From 3 to 3, that’s the problem
The reality check is: Based on current conditions, $3.00 could be too much for XRP. The convergence of the EMA over 50 days with this psychological level creates a double whammy of resistance that has been proven to be stubborn in recent attempts. If the coin continues trading sideways, this barrier will be held tightly and XRP may be sent slightly lower to send support.
However, experienced traders may avoid opening over-utilized positions that trigger liquidation near this price line. This support is weak and coins may trade underneath in the short term without becoming bearish.
Silver lining? The $2.70 zone offers a much stronger footing. This level is consistent with previous integrated areas that not only sat comfortably on the 200-day EMA (maintaining bullish structures), but also served as a springboard for the assembly. This should find a buyer before the fix really becomes bearish, even if the Bulls can’t hold $3.00.

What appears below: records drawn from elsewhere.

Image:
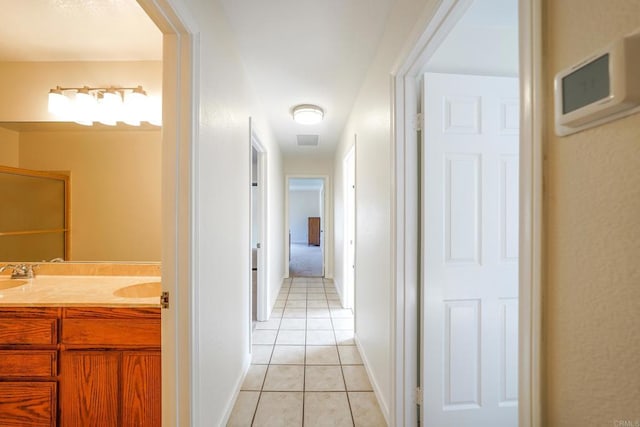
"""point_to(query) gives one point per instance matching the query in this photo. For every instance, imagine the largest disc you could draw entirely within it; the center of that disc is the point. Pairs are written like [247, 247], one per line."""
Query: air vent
[307, 140]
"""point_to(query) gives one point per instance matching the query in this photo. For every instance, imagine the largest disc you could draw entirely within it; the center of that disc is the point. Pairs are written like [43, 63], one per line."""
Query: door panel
[470, 250]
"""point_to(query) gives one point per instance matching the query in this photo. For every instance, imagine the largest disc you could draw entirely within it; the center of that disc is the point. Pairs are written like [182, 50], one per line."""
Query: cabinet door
[141, 389]
[28, 404]
[89, 388]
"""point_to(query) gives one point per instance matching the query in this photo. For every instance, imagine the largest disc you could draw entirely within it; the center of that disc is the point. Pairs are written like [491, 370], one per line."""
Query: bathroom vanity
[80, 351]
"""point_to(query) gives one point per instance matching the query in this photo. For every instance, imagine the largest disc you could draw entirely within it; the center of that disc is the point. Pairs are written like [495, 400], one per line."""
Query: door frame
[180, 88]
[325, 224]
[350, 224]
[405, 251]
[262, 297]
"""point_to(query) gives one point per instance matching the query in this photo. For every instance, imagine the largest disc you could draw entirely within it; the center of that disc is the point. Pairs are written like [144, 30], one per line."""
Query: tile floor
[306, 370]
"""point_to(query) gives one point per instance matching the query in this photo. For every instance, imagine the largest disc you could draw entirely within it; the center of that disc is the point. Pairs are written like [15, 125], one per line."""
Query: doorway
[349, 262]
[469, 223]
[408, 254]
[306, 226]
[259, 300]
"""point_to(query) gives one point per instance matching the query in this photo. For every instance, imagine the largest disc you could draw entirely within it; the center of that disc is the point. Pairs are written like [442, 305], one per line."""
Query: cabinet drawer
[28, 331]
[28, 363]
[110, 328]
[111, 332]
[30, 404]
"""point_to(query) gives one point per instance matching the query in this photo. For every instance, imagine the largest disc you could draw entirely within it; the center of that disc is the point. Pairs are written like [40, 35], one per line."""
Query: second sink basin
[140, 290]
[12, 283]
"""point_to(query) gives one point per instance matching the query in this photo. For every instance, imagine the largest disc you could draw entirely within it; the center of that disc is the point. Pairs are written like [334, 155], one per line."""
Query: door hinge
[164, 299]
[418, 124]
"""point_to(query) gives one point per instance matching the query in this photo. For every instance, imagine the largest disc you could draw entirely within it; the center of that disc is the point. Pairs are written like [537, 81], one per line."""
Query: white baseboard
[238, 386]
[384, 407]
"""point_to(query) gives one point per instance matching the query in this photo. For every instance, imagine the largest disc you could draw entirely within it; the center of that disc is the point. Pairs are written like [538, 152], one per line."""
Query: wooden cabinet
[110, 373]
[28, 366]
[80, 367]
[314, 231]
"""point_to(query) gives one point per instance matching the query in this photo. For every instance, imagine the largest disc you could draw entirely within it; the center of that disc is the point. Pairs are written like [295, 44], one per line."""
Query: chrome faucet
[21, 271]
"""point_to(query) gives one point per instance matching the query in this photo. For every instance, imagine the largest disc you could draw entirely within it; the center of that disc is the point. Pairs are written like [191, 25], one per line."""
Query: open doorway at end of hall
[306, 227]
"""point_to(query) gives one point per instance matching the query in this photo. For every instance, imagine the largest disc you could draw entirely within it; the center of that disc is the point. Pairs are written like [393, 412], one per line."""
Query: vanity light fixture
[307, 114]
[107, 105]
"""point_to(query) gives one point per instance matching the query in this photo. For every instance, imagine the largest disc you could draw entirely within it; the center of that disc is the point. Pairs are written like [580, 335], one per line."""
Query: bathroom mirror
[114, 191]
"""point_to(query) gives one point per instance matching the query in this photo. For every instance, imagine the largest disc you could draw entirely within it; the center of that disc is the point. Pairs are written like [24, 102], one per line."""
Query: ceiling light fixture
[107, 105]
[307, 114]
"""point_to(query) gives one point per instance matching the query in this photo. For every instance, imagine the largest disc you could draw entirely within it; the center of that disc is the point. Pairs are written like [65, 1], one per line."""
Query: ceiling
[77, 30]
[484, 41]
[306, 184]
[307, 52]
[294, 51]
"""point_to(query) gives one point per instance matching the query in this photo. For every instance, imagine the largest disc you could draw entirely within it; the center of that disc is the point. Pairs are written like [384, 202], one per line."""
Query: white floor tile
[284, 378]
[320, 323]
[264, 337]
[320, 338]
[344, 337]
[279, 410]
[349, 355]
[254, 378]
[261, 354]
[323, 378]
[288, 355]
[356, 378]
[292, 323]
[244, 409]
[290, 338]
[327, 409]
[342, 324]
[273, 323]
[322, 355]
[365, 410]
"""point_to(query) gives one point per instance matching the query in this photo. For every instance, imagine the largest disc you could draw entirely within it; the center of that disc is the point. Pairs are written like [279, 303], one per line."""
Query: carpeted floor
[306, 261]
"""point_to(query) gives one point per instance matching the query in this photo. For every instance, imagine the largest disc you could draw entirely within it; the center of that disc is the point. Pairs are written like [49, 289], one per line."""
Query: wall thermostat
[603, 87]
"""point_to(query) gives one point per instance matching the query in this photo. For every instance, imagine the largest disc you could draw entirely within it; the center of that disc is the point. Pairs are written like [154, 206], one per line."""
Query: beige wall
[9, 148]
[370, 119]
[25, 85]
[115, 189]
[592, 207]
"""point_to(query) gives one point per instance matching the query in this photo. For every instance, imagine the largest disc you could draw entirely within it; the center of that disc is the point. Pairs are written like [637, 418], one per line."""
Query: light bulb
[85, 105]
[109, 107]
[135, 106]
[58, 104]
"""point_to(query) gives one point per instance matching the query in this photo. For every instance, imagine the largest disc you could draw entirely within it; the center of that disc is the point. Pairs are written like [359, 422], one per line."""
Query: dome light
[307, 114]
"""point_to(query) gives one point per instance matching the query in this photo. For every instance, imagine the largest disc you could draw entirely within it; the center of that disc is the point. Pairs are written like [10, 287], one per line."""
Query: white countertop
[85, 291]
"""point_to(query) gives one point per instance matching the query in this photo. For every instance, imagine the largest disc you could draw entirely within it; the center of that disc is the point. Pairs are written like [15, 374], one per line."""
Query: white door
[470, 251]
[349, 227]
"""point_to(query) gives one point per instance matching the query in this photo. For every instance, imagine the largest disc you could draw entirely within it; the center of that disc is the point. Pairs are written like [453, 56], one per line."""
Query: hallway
[306, 369]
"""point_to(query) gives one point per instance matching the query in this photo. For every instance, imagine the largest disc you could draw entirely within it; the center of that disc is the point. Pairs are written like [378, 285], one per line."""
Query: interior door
[470, 251]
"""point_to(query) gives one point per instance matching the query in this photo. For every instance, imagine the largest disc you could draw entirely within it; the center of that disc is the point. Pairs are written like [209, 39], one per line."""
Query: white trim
[180, 133]
[531, 232]
[327, 195]
[374, 384]
[430, 31]
[231, 403]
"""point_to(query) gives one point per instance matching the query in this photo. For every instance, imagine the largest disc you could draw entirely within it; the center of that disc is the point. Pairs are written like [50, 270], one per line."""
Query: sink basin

While XRP’s 3% pop is likely to be encouraged by the bull, technical photos suggest that a more careful approach might be wise. The 14 ADX shows that this is not a trending market yet, so it doesn’t control either the Bulls or the Bear. The squeeze indicator warns that there is a big move coming, but the weak momentum metric suggests that bullish breakout holders may not want it.
Smart Money will have to monitor several daily closings above $3.10 due to ADX rises as a confirmation of legitimate breakout. Otherwise, expect more sideways grinding for $2.70, as the Sandbulls line has to be followed.
Important levels to see:
- Resistance: $3.06 (immediate), $3.14 (channel top), $3.31 (breakout target)
- Support: $2.95 (EMA50), $2.70 (strong support), $2.60 (200-EMA zone)
Disclaimer
The views and opinions expressed by the authors are for informational purposes only and do not constitute financial, investment, or other advice.